The third biggest problem we had was documentation. "Hey its Tuesday so does anyone know where the 'ohio' database is today?" Anybody can move stuff, bigger question is can everyone find it, LOL? Whatever you use, a wiki or some more elaborate project planner, everyone needs to be able to find where "stuff" currently is. How many people need to know where things are and what's the labor cost of moving something?
The forth biggest problem which has kind of gone away with Docker is the old fashioned version bump. "Well, we're moving it anyway, and it would take extra work to either upgrade the old xyz-server from 3.99 to 4.00 or install 3.99 on the new cloud, so what could possibly go wrong?" Turns out to be a lot, mostly performance tuning related although occasionally "ha ha we deprecated that feature two years ago so we removed it last week because nobody would notice". So try not to merge an upgrade process with a cloud conversion process if at all possible.
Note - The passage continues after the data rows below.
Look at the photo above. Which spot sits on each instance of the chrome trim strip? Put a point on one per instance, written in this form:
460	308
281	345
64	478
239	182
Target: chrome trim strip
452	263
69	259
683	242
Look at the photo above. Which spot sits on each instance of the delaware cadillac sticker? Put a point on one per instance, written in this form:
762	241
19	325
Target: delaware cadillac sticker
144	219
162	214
The fifth biggest problem we had was budget. The bean counters liked how the electric bill was about constant and the bare metal servers were a fraction of HVAC and lighting although you'd have to replace a HDD every couple YEARS. Suddenly "operations" became bean-countable with the cloud and different clouds count different beans so suddenly someone else is driving "how we're going to save money" because overtime and weekend labor is "free" if its salaried but god help anyone provably "wasting" 25 cents on the AWS bill, and the best way to get a promotion is to force someone elses team to work saturday and sunday unpaid salaried to save fifty cents of AWS budget. The lock-in is your internal procedures will depend on some cloud providers crazy arbitrary billing ideas, they're not all on the same page. The endusers will never accept any explanation that's truthful along the lines of "sorry we can't change the font on that webpage because of AWS" which in enormous technical detail would be an entire page of tech and billing nonsense.
I think really the meta-observation of cloud lockins is the front line salaried employees don't like putting in 30+ hours of unpaid maint window overtime just to lower the cloud bill by $5 so some manager can get a promotion. "Technically possible to move and reduce the bill" doesn't save money if employees quit or essentially rebel.